Jon Alan Schmidt - Olathe, Kansas, USA
Structural Engineer, Synechist Philosopher, Lutheran Christian

On Sat, Feb 10, 2024 at 4:12 PM Gary Richmond <gary.richmond@gmail.com> wrote:
Jon, 

Your post sheds light on both associated matters that you discussed in it. This snippet of a quotation -- and which I've reflected on a number of times previously -- represents for me something of a succinct summary of the matter, especially as emphasizing the need for collateral knowledge.

CSP: A proposition can be separated into a predicate and subjects in more ways than one. But the proper way in logic is to take as the subject whatever there is of which sufficient knowledge cannot be conveyed in the proposition itself, but collateral experience on the part of its interpreter is requisite. ... The result is that everything in a proposition that possibly can should be thrown into the subjects, leaving the pure predicate a mere form of connection, such as 'is,' 'possesses (as a character),' 'stands in the dyadic relation ___ to ___ ,' 'and' = 'is at once ___ and ___ ,' etc. 

It makes clear why you titled this new thread "The Proper Way in Logic," which, when I first read it, sounded quite shocking. But it becomes understandable that "a proposition may have any number of subjects but can have but one predicate which is invariably general, namely, a pure or continuous predicate that cannot be analyzed further and expresses the logical relations between the subjects."    

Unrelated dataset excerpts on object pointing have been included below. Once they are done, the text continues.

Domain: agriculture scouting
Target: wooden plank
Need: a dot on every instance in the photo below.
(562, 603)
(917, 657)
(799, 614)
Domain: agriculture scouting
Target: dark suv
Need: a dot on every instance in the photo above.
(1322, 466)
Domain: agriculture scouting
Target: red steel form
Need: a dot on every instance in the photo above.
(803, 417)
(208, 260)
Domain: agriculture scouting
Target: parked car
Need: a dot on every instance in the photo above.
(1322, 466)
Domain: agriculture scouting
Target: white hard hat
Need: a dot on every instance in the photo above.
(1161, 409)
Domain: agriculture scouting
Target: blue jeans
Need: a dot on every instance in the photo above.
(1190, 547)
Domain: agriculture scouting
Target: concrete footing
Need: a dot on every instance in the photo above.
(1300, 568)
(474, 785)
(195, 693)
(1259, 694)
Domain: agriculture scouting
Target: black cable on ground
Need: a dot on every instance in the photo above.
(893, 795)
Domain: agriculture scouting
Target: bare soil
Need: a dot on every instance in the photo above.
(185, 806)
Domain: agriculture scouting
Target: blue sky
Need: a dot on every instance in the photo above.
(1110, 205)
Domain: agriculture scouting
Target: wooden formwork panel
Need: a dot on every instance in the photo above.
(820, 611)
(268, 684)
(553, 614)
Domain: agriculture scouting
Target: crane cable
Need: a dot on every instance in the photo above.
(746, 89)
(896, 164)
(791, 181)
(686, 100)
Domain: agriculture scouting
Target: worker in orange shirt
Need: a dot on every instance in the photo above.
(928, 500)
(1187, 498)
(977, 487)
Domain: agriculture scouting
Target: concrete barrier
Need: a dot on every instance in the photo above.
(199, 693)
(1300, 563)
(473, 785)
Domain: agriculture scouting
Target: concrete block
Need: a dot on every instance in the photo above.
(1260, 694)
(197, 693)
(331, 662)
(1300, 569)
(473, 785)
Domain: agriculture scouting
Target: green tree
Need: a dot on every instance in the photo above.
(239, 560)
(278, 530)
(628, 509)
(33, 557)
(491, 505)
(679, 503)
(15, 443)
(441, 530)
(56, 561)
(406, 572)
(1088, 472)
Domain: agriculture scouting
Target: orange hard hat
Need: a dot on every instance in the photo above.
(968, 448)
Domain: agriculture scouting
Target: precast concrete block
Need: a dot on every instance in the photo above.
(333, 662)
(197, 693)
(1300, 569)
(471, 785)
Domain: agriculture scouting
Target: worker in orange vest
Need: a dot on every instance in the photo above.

As to your question: JAS: "Where do these different constituent signs within a proposition fit into Peirce's late taxonomies? 

You answered: JAS: They are distinguished in his trichotomy according to the mode of presentation of the immediate object, as he explains in another late 1908 writing."

This will require a bit more study on my behalf. But this summary sentence is clear enough:

JAS: When a proposition is expressed linguistically in a sentence, the subjects that denote its objects are either descriptive names or designative pronouns or gestures, while the pure/continuous predicate that signifies its interpretant is often a copulant sign.

Equally clear is the question of "a sentence like "Cain killed Abel," which includes no words except those serving as its subjects," Peirce's answer, given in this lovely passage, explains it quite nicely (within the context of the entire quotation, of course).

CSP: What, then, is left to serve as Predicate? Nothing but the flow of causation. It is true that we are more acquainted even with that in Experience. When we see a babe in its cradle bending its arms this way and that, while a smile of exultation plays upon its features, it is making acquaintance with the flow of causation. So acquaintance with the flow of causation so early as to make it familiar before speech is so far acquired that an assertion can be syntactically framed, and it is embodied in the syntax of every tongue.

Finally, the whole matter is tied up in your concluding paragraph which begins with this idea.

JAS: Pure/continuous predicates are sometimes conveyed entirely by syntax, which in natural languages tends to reflect "the flow of causation."

In conclusion: Jon,  I did not expect such a complete response to my request for an explication of this comment in your last post:

JAS: The necessity of collateral experience/observation for any sign to be understood is one of Peirce's most notable insights. It leads to the recognition that every name in a proposition is a subject that indexically denotes one of its objects, while its syntax is the pure predicate that iconically signifies its interpretant as the general form of their logical relations. (I've added the emphasis I put in this quotation as a kind of "more iconic" diagram for the purpose of studying your post today. GR).

Again, much appreciated. Thank you for taking the time and making the effort to explain at length that which was succinctly -- albeit abstractly -- posited in that single sentence I just added emphasis to above. As usual, quotations and examples proved extremely helpful.